35 yıldır ülkemizde gelenek haline geldi. Her yıl 8 Mart günü Dünya Kadınlar Günü olarak kutluyoruz.
8 Mart tarihinin belirlenmesi aslında 16 ve 18. yüzyıllarda Fransa ve İngiltere başta olmak üzere, kadınların kapitalizme karşı baş kaldırışıyla başlıyor. Evlerinde oturmak istemeyip çalışmak isteyen kadınların bu arzusuna, ileriki yıllardaki kadın işçilerin işverenle karşılaştıkları hak arama mücadelesi de öncülük etmiş kadın günü kutlamaları için.
16. yüzyıl ile 21. yüzyıl arasında tam tamına 500 sene var. Nereden nereye geldiğimizi hala tartışıyoruz. Kadın hakları ve kadınların iş meslek edinmeleriyle ilgili mücadeleler hala sürüyor.
Çok şükür ki, Türkiye olarak bu konuda kadınlarımıza öncelik veren bir ülke görünümündeyiz. Çünkü, ulusumuzun kurtarıcıcısı ve Cumhuriyetimizin kurucusu Atatürk 1934 yılında kadınlara seçme ve seçilme hakkı tanınmasına yol açmıştır. Aslında Türkiye’de kadın hakları 1924 yılında Türk Kadınlar Birliği’nin kurulmasıyla dillendirilmeye başlanmış. 1930 yılında çıkarılan belediye yasasında ise, kadınların yerel yönetimlerde seçilmesi ve muhtar olmalarına izin verilmiş. 1934 yılındaki kanunla da milletvekili olmalarının yolu açılmıştır.
Dünyadaki ve ülkemizdeki kadın haklarının savunulmaya başlanması yolculuğu böyle seyir ediyor.
Kadınların topluma kazandırılması, sırf çocuk doğurup anne olan, evinde kocasıyla, çocuklarıyla ilgilenen, yemek yapıp, patates, soğan soyan, çamaşır yıkayan, temizlik yapan bir birey olarak görülmekten çıkıp,çalışma yaşamında da faydalı olabileceklerinin görülmesiyle başlıyor.
Eşine ve işine zaman ayırıp, aynı zamanda çocuk doğuran, ailesiyle mutlu bir yaşam süren, hem kariyer hem de çocuk yapan pek çok çalışan kadınımız var.
Hani derler ya, beş parmağın beşi de bir olmaz diye. İşte kadınlarımız da öyle. Her biri, elindeki bilgi, tecrübe ve yaşam tarzı bakımından elde ettiklerini, çevresiyle ve ailesiyle paylaşmaktan mutlu oluyor.

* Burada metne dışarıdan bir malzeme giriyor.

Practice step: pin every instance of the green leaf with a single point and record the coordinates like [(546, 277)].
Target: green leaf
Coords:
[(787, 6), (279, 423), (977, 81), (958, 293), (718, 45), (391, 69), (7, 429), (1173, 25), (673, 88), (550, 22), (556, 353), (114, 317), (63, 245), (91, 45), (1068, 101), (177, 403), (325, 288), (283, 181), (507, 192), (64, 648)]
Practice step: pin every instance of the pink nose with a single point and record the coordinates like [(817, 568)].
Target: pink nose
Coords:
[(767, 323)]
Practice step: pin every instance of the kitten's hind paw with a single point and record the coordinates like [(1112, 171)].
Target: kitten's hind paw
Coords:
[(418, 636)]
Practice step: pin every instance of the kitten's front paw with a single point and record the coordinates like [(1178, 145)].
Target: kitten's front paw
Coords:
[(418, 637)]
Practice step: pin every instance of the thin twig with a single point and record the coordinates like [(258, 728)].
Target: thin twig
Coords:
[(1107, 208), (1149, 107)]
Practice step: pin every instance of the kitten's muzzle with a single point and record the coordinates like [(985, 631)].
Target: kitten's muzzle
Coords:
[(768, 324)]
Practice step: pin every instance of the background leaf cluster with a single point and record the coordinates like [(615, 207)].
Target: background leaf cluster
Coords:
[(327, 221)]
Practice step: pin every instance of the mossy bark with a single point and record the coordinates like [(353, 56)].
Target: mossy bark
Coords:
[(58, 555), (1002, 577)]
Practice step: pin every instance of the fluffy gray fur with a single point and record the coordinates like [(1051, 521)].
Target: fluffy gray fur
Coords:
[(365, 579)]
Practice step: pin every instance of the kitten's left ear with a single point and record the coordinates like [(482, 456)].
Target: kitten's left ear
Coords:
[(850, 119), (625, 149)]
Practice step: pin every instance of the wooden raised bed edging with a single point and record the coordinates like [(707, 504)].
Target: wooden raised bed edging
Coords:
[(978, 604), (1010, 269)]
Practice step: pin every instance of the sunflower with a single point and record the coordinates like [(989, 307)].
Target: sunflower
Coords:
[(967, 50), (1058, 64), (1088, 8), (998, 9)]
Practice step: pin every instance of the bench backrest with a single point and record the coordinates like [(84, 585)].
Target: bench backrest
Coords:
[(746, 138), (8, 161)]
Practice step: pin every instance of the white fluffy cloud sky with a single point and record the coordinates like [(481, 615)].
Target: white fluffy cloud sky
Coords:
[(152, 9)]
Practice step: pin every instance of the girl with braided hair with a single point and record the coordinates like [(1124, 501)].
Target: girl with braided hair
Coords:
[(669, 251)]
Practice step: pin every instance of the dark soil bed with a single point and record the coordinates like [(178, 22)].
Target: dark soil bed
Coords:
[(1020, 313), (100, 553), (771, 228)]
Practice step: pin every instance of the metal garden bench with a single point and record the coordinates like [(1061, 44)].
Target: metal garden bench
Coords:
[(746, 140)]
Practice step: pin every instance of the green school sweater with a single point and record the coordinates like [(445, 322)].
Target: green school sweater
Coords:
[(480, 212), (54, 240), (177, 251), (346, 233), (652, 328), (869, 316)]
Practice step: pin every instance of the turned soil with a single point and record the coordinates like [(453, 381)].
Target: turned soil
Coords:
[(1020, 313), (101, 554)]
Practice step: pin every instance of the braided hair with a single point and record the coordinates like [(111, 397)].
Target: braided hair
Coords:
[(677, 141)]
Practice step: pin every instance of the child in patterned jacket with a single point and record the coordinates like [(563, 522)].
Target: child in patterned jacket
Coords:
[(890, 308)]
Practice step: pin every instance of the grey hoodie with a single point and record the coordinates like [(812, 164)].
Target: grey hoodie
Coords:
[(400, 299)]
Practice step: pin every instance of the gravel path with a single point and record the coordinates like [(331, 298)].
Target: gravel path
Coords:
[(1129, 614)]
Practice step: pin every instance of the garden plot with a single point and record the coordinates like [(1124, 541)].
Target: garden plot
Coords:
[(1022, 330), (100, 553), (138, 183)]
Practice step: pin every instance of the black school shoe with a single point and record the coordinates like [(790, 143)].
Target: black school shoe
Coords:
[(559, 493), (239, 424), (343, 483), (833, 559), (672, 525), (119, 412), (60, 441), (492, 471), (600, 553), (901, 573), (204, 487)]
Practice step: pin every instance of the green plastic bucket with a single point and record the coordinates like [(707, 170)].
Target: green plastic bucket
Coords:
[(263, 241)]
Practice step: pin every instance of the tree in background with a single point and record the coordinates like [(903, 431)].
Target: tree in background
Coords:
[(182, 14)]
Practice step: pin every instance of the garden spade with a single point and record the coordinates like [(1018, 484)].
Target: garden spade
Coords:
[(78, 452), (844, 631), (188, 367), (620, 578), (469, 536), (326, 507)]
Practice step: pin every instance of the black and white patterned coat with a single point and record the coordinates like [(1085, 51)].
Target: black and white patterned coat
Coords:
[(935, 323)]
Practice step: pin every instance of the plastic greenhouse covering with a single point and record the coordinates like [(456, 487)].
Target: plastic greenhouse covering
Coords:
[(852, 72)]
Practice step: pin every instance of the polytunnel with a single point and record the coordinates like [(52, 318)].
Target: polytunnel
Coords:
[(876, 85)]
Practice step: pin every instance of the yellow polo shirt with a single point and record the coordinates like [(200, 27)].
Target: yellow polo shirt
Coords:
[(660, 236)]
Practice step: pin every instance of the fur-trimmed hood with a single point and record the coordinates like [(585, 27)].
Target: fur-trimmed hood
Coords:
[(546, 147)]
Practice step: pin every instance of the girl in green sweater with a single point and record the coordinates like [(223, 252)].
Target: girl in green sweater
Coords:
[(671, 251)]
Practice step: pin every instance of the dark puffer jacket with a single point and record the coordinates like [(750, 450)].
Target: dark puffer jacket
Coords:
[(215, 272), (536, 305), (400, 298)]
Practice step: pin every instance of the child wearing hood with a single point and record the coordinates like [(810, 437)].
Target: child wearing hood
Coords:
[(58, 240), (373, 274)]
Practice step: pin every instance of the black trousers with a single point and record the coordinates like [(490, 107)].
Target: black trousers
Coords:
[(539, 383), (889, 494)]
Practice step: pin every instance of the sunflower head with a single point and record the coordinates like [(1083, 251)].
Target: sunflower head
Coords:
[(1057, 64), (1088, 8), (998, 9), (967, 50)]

Tarihimizde, hatta Kurtuluş Savaşı yıllarında bile Türk kadınlarımızın gururu olan Ayşe’ler, Fatma’ların hikayeleri, destanları anlatılıp duruyor.
Sırtında top mermisi taşıyan annelerimiz, cephe gerisinde askere karavana hazırlayan kadınlarımız, genç kızlarımıza borçluyuz biz bu güzel ülkemizi.
Bütün bunlara rağmen, ülkemizde kadın hakları ve insanlar arasındaki ayrımcılıkta ortak payda sağlanmamasının endişesini yaşıyoruz. Daha geçtiğimiz yıl yaptığımız 12 Eylül Anayasa Referandumundakadınlara yönelik pozitif ayrımcılıkla ilgili kanunun anayasamıza girmesini sağladık. Bir nevi kadınlarımızın koruma altına alınmasında anayasal kalkan oluşturduk.
Aslında, toplumun nüfus bakımından yüzde 50’sinden fazlasını oluşturan kadınlarımızın, kendi iş, meslek ve becerileriyle kendi ayakları üzerinde durmalarını sürekli desteklememiz gerekiyor. Onları, toplumdan uzaklaştırmak yerine, eğitimle, tahsil yaşamlarını sürdürmelerine yardımcı olmakla işe başlayabiliriz. Ya da, kızlarımızı, okuyabildikleri kadar okutup, bilgili bir insan olarak bu topluma kazandırmaya, faydalı hale getirmeye ve bilinçli birer anne olmaya özendirmeliyiz.
İki tane kız evladı olan bir baba olarak merak içindeyim. Toplumda ayrımcılık yerine eşitlik ilkesini seçip sorunların beraberce çözümü için daha ne bekliyoruz? Kadınlarımıza ne zaman fırsat verip de onların işte, evde, siyasette başarılı olmalarını sağlayacağız?